To use it, specify the following in the configuration:
datastax-java-driver.advanced.address-translator.class = FixedHostNameAddressTranslator advertised-hostname = proxyhostname
When running Cassandra in a private network and accessing it from outside of that private network via some kind of proxy, we have an option to use FixedHostNameAddressTranslator
. But for multi-datacenter Cassandra deployments, we want to have more control over routing queries to a specific datacenter (eg. for optimizing latencies), which requires setting up a separate proxy per datacenter.
Normally, each Cassandra datacenter nodes are deployed to a different subnet to support internode communications in the cluster and avoid IP address collisions. So when Cassandra broadcasts its nodes IP addresses, we can determine which datacenter that node belongs to by checking its IP address against the given datacenter subnet.
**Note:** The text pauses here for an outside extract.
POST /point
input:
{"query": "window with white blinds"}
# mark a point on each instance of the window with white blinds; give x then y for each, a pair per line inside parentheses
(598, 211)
For such scenarios you can use SubnetAddressTranslator
to translate node IPs to the datacenter proxy address associated with it.
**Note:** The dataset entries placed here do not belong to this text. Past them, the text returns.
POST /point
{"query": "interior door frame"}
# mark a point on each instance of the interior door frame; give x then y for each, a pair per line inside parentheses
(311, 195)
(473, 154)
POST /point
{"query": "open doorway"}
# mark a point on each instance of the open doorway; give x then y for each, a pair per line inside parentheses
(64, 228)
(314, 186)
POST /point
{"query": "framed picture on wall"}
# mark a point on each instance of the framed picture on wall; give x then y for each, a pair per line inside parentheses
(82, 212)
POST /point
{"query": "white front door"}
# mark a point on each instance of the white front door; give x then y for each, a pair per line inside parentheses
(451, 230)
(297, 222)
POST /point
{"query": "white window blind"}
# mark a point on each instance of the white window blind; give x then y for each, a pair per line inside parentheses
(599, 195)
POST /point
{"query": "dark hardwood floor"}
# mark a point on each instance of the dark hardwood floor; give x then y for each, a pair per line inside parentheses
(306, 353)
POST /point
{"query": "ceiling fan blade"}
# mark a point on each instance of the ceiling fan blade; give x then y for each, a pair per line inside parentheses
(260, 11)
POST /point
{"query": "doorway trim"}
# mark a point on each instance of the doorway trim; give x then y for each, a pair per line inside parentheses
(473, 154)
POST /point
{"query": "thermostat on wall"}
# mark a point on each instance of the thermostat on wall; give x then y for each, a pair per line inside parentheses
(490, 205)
To use it, specify the following in the configuration:
datastax-java-driver.advanced.address-translator { class = SubnetAddressTranslator subnet-addresses { "100.64.0.0/15" = "cassandra.datacenter1.com:9042" "100.66.0.0/15" = "cassandra.datacenter2.com:9042" # IPv6 example: # "::ffff:6440:0/111" = "cassandra.datacenter1.com:9042" # "::ffff:6442:0/111" = "cassandra.datacenter2.com:9042" } # Optional. When configured, addresses not matching the configured subnets are translated to this address. default-address = "cassandra.datacenter1.com:9042" # Whether to resolve the addresses once on initialization (if true) or on each node (re-)connection (if false). # If not configured, defaults to false. resolve-addresses = false }
Such setup is common for running Cassandra on Kubernetes with k8ssandra.
If you deploy both Cassandra and client applications on Amazon EC2, and your cluster spans multiple regions, you'll have to configure your Cassandra nodes to broadcast public RPC addresses.
However, this is not always the most cost-effective: if a client and a node are in the same region, it would be cheaper to connect over the private IP. Ideally, you'd want to pick the best address in each case.
The driver provides Ec2MultiRegionAddressTranslator
which does exactly that. To use it, specify the following in the configuration:
datastax-java-driver.advanced.address-translator.class = Ec2MultiRegionAddressTranslator
With this configuration, you keep broadcasting public RPC addresses. But each time the driver connects to a new Cassandra node:
(To achieve this, Ec2MultiRegionAddressTranslator
performs a reverse DNS lookup of the origin address, to find the domain name of the target instance. Then it performs a forward DNS lookup of the domain name; the EC2 DNS does the private/public switch automatically based on location).